In the CC population (WCG n=113, IG n=106), for the primary endpoint, a significantly greater reduction in depressive symptoms was observed in the IG, as measured by the BDI-II, compared to the control group (F1;216=5.51, P=.020, η_p_²=0.03; see Table 3). This result was confirmed by the PHQ-9, which also showed a significant group difference in the difference score between T0 and T2 (F1;215=9.88), P=.002, η_p_²=0.04; see Table 3). For the RSES, a significant improvement in self-esteem was observed in the IG compared to the WCG from T0 to T2 (F1;213=4.13, P=.043, η_p_²=0.02; see Table 3). However, for the WHOQOL-BREF, no significant difference was found (F1;215=0.55, P=.458, η_p_²=0.00; see Table 3).
The improvement in depressive symptoms was already evident at the interim survey (6 wk after the initial survey). A significant difference in favor of the intervention group was also observed in the BDI-II (F_1;201=_8.71, P=.004, η_p_²=0.04). However, this was not confirmed in the PHQ-9 (F1;201=2.82, P=.095, η_p_²=0.01).
In the PP sample (WCG n=118, IG n=86), a significantly greater reduction in depressive symptoms was observed in the primary outcome in the IG, measured by the BDI-II, compared to the WCG (F1;193=9.90, P=.002, η_p_²=0.05; see Table 3). This result was confirmed by the secondary endpoint parameter, measured by the PHQ-9 (F1;192=15.20, P<.001, η_p_²=0.07; see Table 3).

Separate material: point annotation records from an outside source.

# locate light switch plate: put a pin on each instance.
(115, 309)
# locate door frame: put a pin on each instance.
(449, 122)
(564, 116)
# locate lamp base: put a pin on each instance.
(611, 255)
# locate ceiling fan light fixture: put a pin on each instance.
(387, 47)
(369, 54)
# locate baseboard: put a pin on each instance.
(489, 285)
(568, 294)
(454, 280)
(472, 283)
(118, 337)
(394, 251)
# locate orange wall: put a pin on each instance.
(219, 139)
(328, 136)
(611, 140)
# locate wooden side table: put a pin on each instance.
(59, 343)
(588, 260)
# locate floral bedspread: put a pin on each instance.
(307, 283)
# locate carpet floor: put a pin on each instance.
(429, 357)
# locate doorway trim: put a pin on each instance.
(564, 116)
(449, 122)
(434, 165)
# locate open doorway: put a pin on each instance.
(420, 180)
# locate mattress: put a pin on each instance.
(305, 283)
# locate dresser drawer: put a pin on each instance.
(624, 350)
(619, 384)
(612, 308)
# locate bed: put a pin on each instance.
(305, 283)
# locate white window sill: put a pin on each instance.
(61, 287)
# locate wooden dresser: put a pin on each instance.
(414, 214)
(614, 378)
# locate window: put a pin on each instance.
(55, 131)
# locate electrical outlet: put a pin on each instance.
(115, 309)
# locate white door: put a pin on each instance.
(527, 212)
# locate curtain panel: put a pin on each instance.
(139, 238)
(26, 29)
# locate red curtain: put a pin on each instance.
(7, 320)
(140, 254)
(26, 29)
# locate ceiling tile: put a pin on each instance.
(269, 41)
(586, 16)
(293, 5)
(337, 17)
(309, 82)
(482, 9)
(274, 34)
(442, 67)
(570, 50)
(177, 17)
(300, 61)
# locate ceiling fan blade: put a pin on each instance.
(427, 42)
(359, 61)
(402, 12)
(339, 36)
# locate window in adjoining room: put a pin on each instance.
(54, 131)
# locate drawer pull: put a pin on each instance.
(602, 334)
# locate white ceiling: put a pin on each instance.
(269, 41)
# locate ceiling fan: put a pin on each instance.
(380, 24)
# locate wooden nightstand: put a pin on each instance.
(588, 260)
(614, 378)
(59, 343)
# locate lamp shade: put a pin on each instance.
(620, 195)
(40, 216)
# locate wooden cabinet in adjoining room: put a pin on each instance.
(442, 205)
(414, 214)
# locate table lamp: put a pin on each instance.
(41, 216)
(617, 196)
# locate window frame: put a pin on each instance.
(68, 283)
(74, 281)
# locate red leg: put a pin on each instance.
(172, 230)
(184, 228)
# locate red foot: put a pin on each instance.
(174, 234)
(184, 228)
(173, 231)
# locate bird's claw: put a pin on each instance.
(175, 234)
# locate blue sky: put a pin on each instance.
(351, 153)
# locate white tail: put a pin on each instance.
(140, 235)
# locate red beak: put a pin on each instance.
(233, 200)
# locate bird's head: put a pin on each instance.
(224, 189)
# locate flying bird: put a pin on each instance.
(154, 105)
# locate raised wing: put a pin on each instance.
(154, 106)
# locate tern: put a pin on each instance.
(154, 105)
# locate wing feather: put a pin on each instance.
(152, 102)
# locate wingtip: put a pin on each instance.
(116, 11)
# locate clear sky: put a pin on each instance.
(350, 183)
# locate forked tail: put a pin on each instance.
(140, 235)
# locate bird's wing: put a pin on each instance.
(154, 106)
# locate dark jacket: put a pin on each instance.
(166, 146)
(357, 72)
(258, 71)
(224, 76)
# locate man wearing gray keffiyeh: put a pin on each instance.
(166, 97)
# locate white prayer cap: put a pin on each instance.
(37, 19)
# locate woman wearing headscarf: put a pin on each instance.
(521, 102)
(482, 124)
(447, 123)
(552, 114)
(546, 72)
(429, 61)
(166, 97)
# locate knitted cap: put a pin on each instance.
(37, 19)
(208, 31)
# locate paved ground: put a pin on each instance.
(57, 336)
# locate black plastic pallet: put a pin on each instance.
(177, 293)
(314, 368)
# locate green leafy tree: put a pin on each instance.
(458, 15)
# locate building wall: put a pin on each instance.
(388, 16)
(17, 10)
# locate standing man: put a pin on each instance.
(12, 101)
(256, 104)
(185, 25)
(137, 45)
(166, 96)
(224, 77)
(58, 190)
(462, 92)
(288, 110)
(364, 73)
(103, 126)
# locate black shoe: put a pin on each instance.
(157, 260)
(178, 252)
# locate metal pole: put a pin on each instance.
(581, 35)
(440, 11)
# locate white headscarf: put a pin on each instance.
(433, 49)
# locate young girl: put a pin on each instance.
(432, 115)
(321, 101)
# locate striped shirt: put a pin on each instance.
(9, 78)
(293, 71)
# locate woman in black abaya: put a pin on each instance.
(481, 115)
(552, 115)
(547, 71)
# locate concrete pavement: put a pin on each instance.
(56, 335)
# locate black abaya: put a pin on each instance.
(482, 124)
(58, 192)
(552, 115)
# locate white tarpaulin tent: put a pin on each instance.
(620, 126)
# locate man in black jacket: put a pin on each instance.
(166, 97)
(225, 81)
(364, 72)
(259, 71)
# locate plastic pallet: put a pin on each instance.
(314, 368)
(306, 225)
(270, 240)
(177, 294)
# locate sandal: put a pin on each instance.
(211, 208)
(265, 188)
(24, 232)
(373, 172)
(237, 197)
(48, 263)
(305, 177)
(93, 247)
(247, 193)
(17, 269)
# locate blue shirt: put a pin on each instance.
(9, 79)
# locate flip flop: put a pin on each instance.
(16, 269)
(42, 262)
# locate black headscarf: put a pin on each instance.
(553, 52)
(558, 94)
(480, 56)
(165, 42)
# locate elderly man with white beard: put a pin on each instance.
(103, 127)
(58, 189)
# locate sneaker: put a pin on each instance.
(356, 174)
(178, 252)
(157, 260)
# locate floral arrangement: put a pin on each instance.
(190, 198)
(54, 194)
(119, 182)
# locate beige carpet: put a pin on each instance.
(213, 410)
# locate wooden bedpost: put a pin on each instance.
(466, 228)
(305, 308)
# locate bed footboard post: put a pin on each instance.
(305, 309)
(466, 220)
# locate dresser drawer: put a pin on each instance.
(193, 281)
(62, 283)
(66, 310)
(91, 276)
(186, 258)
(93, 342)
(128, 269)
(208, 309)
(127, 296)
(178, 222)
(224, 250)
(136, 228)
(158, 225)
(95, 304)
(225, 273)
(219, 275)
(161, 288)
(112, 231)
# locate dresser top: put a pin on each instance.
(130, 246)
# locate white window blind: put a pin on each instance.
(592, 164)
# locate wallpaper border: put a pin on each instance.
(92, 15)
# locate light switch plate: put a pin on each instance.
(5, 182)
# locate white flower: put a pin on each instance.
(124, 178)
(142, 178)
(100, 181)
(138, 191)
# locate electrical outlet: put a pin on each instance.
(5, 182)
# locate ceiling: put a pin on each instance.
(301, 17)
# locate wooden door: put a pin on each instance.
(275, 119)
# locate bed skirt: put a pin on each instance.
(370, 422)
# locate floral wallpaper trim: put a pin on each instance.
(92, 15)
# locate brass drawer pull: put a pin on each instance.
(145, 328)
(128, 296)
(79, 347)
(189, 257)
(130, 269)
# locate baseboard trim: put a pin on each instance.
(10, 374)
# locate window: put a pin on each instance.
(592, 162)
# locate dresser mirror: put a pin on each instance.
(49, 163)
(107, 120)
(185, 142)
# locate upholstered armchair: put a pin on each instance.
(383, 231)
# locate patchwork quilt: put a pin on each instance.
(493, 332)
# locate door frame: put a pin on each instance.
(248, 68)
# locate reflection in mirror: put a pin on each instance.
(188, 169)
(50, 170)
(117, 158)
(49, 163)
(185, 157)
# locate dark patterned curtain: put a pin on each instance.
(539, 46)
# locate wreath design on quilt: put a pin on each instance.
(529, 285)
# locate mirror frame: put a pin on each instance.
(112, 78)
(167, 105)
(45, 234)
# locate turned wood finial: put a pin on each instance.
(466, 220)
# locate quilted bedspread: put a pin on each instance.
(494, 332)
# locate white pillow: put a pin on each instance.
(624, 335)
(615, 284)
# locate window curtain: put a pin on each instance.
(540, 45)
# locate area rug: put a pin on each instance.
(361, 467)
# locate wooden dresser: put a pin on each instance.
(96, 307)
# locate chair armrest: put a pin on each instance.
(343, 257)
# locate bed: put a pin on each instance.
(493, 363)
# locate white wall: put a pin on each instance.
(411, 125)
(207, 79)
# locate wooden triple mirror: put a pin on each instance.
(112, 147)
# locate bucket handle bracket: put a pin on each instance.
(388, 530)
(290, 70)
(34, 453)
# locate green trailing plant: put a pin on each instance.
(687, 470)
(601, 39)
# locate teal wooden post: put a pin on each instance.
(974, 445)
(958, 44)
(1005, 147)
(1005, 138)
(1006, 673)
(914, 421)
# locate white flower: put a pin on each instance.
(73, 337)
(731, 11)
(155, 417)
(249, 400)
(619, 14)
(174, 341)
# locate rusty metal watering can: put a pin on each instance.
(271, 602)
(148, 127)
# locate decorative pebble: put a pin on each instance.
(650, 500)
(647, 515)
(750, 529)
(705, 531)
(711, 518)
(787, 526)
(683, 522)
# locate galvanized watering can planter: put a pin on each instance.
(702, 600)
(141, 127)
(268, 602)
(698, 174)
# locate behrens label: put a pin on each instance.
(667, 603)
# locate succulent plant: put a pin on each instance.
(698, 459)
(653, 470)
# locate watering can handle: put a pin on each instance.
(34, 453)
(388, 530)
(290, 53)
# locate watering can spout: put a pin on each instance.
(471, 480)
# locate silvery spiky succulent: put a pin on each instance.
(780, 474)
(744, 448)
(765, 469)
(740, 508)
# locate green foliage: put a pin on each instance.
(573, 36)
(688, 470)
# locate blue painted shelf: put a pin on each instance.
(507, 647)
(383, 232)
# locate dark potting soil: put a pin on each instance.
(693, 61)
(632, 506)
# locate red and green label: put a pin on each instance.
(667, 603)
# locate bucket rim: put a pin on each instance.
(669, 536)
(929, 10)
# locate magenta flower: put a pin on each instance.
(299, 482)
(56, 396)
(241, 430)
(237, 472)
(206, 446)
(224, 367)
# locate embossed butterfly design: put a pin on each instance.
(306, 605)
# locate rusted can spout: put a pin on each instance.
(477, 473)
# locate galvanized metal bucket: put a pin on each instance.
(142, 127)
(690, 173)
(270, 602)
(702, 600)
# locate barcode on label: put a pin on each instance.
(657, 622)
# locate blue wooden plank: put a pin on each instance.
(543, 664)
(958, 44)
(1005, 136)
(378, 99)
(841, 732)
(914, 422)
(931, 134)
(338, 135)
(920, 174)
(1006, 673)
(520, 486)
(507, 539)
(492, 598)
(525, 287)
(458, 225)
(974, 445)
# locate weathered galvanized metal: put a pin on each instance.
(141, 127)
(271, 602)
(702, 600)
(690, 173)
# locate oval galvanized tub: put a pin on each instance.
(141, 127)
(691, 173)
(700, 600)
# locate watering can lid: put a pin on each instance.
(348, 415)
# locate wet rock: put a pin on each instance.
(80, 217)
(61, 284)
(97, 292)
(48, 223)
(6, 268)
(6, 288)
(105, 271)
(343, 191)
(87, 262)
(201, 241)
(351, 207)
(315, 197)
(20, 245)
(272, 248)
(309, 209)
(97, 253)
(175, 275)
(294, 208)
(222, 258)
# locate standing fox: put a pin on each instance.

For the RSES, there was a significant improvement in self-esteem in the IG compared to the WCG from T0 to T2 (F1;193=7.16, P=.008, η_p_²=0.04; see Table 3). No significant group differences were observed for the WHOQOL-BREF scores (F1;192=0.66, P=.418, η_p_²=0.00; see Table 3).
Negative Effects
In the postsurvey, the PANEPS-I assessed unintended positive and negative effects of the intervention. All IG participants with complete postsurveys were included in these analyses.
The frequencies of agreement per item for the positive and negative effects are shown in Tables45, respectively.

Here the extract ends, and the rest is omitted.